2. Verdict ¶ 11. Jordan alleges that the evidence was insufficient to permit a guilty verdict. In the precedent on which he most strongly relies, the evidence showed that the defendant playfully pinched a three-year-old child on her bottom and gave her a kiss on the cheek. Bradford v. State,736 So.2d 464, 467 (Miss. Ct. App. 1999). The court found that this evidence was insufficient to show that the defendant's actions were for the purpose of gratification of lust. *Page 1067
¶ 12. That is hardly our situation. In Bradford the adult and children were in a crowded car and were involved in a game. Several children of varying ages were around when the game was being played. The children were at least awake or able to observe what was happening. In contrast, the evidence supported that Jordan surreptitiously entered the bedroom where the children were sleeping, and touched the body of one of the girls. When he was observed, he ran from the room. He later returned and grabbed the legs of the child, tried to pull her from the bed, then again ran from the room after being observed by others. On his last trip into the bedroom, Jordan apologized and requested that the child tell no one about the activities and promised he would not do it again.

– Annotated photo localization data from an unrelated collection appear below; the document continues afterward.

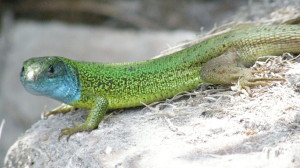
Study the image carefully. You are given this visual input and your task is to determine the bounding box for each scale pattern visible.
[59,25,300,109]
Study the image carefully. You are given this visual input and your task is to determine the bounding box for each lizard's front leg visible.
[44,103,76,118]
[200,50,285,93]
[59,96,108,140]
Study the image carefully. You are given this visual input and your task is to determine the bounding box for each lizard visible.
[20,24,300,140]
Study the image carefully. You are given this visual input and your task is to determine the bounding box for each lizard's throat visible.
[49,82,81,104]
[47,68,81,104]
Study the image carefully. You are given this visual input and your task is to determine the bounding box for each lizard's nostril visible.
[20,66,25,77]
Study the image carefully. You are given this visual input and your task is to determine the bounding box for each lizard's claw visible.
[59,127,77,141]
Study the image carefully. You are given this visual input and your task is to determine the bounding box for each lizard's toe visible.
[238,76,285,94]
[58,127,76,141]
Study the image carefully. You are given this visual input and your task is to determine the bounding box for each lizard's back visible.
[68,24,300,109]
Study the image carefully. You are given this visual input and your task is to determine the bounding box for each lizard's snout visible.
[20,64,44,96]
[20,66,36,82]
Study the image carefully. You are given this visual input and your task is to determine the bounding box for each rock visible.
[286,63,300,92]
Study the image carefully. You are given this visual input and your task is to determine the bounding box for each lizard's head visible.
[20,56,80,103]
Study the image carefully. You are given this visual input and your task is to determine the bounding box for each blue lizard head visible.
[20,56,81,104]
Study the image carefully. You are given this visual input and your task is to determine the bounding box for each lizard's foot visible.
[58,96,108,140]
[237,75,285,93]
[200,51,286,94]
[58,123,94,141]
[44,104,76,118]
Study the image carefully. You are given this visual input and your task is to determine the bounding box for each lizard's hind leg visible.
[200,51,285,93]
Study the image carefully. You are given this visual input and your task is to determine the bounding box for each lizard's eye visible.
[47,65,55,77]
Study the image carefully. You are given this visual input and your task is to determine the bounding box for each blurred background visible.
[0,0,289,165]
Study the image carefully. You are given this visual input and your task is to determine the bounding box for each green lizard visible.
[20,24,300,140]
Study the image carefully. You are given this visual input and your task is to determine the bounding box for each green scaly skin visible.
[20,25,300,140]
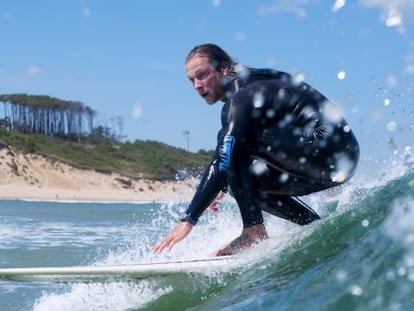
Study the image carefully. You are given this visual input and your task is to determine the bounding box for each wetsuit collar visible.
[221,65,251,103]
[221,66,289,103]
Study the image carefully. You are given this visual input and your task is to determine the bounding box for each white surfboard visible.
[0,256,235,283]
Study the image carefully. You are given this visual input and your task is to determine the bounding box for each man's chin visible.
[205,97,218,105]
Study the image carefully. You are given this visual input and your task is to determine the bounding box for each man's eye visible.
[195,71,209,80]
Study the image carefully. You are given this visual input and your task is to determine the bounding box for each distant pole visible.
[182,130,190,152]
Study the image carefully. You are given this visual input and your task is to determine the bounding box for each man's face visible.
[186,54,226,104]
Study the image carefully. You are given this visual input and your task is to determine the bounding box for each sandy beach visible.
[0,146,197,202]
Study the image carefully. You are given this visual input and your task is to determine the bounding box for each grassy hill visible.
[0,130,214,180]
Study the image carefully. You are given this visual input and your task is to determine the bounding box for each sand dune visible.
[0,145,196,202]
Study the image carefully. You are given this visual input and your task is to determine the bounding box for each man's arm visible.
[206,190,226,212]
[151,133,233,254]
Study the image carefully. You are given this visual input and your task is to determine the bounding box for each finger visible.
[152,234,176,253]
[152,239,168,254]
[151,243,161,254]
[166,239,176,252]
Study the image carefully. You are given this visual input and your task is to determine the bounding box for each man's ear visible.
[220,67,229,77]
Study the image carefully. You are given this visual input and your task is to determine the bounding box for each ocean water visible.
[1,156,414,310]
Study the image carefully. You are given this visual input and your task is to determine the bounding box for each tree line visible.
[0,94,120,142]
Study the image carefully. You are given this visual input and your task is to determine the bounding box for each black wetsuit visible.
[182,68,360,227]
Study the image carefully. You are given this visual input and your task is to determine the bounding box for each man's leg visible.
[211,155,269,257]
[259,195,320,225]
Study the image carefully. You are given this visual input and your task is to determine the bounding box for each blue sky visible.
[1,0,413,167]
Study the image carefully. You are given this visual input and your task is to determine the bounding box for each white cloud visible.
[26,64,40,77]
[257,0,317,18]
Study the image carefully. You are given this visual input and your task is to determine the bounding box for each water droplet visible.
[331,171,346,183]
[278,88,286,100]
[253,92,264,108]
[386,13,402,27]
[250,159,267,175]
[336,269,347,283]
[386,121,397,132]
[235,64,250,79]
[386,74,398,87]
[322,101,343,123]
[292,73,305,85]
[235,31,246,42]
[266,109,275,118]
[26,64,40,77]
[405,64,414,74]
[132,102,143,119]
[330,153,354,183]
[397,267,406,277]
[332,0,346,12]
[337,70,346,80]
[212,0,221,8]
[386,270,396,282]
[279,173,289,183]
[299,157,307,164]
[350,285,363,296]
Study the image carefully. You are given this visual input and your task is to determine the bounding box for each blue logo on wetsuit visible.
[218,135,235,171]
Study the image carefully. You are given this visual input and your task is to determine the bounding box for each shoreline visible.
[0,181,196,203]
[0,147,196,203]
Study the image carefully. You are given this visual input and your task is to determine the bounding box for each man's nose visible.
[193,79,202,90]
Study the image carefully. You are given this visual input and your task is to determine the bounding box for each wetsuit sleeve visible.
[181,93,251,225]
[181,137,235,225]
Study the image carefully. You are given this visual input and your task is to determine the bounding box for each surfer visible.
[152,43,360,256]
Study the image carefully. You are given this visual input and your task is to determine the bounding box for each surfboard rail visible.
[0,256,235,283]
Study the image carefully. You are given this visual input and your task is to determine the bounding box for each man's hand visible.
[206,191,225,213]
[151,221,193,254]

¶ 13. The jury is charged with deciding credibility after evaluating conflicting testimony. Wetz v. State, 503 So.2d 803, 807 (Miss. 1987). The jury was able to hear the testimonies of the girls and Jordan. The jury observed their demeanor and presentation of the facts. We find no error in the conclusion reached by the jury.
¶ 14. THE JUDGMENT OF THE CIRCUIT COURT OF NEWTON COUNTY OF CONVICTIONOF GRATIFICATION OF LUST AND SENTENCE OF THIRTEEN YEARS IN THE CUSTODY OFTHE MISSISSIPPI DEPARTMENT OF CORRECTIONS IS AFFIRMED. ALL COSTS OF THISAPPEAL ARE ASSESSED TO NEWTON COUNTY. McMILLIN, C.J., KING, P.J., BRIDGES, THOMAS, LEE, IRVING, MYERS,CHANDLER AND GRIFFIS, JJ., CONCUR.